Some questions regarding the motivation and use of Stirling's formula

Question

For a while I've been looking for a proof of Stirling's formula and after recently asking about it here and reading about it here, I finally found a proof that wasn't too difficult here. I've got a few questions regarding this formula.

The proof I settled for was not particularly pretty in the sense that it all boiled down to cumbersome verifications of equalities and inequalities. In addition to that it didn't provide an intuitive motivation for why the formula ought to be correct. So without the necessity of rigour, how does one provide a motivation for why the formula ought to be correct?

A while ago I asked a question regarding asymptotic functions and their interchangeability when calculating limits here. I see now that either the answer I got was insufficient or I misunderstood it because I was left with the impression that $n!$ could be replaced by Stirling's formula whenever the limit of some fraction was computed. However, given that $e=\lim_{n\to\infty}n/(n!)^{\frac{1}{n}}$ we have that $n!\sim\left(\frac{n}{e}\right)^n$. So $$\lim_{n\to\infty}\frac{1}{\sqrt{2\pi n}} = \lim_{n\to\infty}\frac{1}{\sqrt{2\pi n}}\frac{n!}{n!} = \lim_{n\to\infty}\frac{1}{\sqrt{2\pi n}}\frac{\sqrt{2\pi n}\left(\frac{n}{e}\right)^n}{\left(\frac{n}{e}\right)^n} = 1$$ which is evidently incorrect. So under what conditions can I replace $n!$ with Stirling's formula and other functions with such asymptotic properties? This is important to know because otherwise I might end up with nonsense like I did above but in a bit less evident situations. Can I only ever replace all $n!$ with one particular function that is asymptotically equal to it? How does one prove something like that?

Answer 1

You are correct that Stirling is sometimes used to yield answers without full justification.

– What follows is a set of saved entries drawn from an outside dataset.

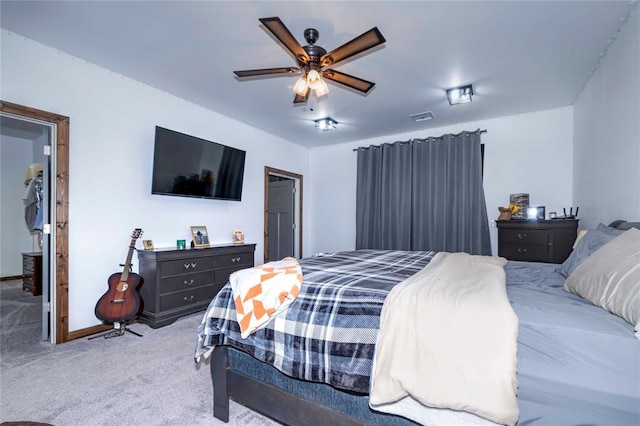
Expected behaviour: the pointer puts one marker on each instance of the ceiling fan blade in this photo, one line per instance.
(299, 99)
(264, 71)
(280, 31)
(365, 41)
(348, 80)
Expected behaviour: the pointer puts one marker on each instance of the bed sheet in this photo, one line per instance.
(577, 363)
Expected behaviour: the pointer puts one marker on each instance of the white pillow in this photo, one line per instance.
(610, 278)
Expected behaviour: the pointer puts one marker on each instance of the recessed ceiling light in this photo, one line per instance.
(460, 95)
(422, 116)
(325, 124)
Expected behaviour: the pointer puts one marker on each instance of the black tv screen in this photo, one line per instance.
(188, 166)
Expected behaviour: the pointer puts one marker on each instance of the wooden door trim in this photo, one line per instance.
(269, 171)
(61, 230)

Let's review: The expression "$a_n \sim b_n$ as $n\to \infty$" means

$$\lim_{n\to \infty} \frac{a_n}{b_n} = 1.$$

That's it, no more, no less. So Stirling says

$$\lim_{n\to \infty}\frac{n!}{(n/e)^n\sqrt {2\pi n}} = 1.$$

Another way of putting it is

$$\tag 1 n!= (n/e)^n\sqrt {2\pi n}\cdot c_n,\,\text { where } c_n \to 1.$$

$(1)$ is what I always use when I apply Stirling to get at some other limit. For example,

$$\tag 2\frac{n}{(n!)^{1/n}} = \frac{n}{[(n/e)^n\sqrt {2\pi n}\,c_n]^{1/n}} = \frac{e}{(\sqrt {2\pi n}\, c_n)^{1/n}}.$$

One still needs to verify that $(\sqrt {2\pi n}\,c_n)^{1/n} \to 1$ to see $(2)\to e!$ That is the kind of justification you sometimes see left out when someone is using Stirling.

Answer 2

The source of your apparent paradox:

It is true that $n/n!^{1/n}$ converges to $e$ but false that $n!\sim (n/e)^n.$ It appears that you assumed that $1=\lim_{n\to \infty} n/en!^{1/n}$ implies $1= \lim_{n\to \infty}(n/en!^{1/n})^n=\lim_{n\to \infty}n^n/e^nn!.$

It is not true that $\lim_{n\to \infty}f(n)=1$ implies $\lim_{n\to \infty}f(n)^n=1.$

Examples:(i) $f(n)=1+1/n.$ Then $f(n)^n\to e$. (ii).$f(n)=1+1/\sqrt n.$ Then $f(n)^n\to \infty.$

Check Stirling's formula: $n!\sim (n/e)^n\sqrt {2\pi n}.$ This implies $n!^{1/n}\sim (n/e) (2\pi n)^{1/2n} \sim (n/e)^n$ but the implication is one-way.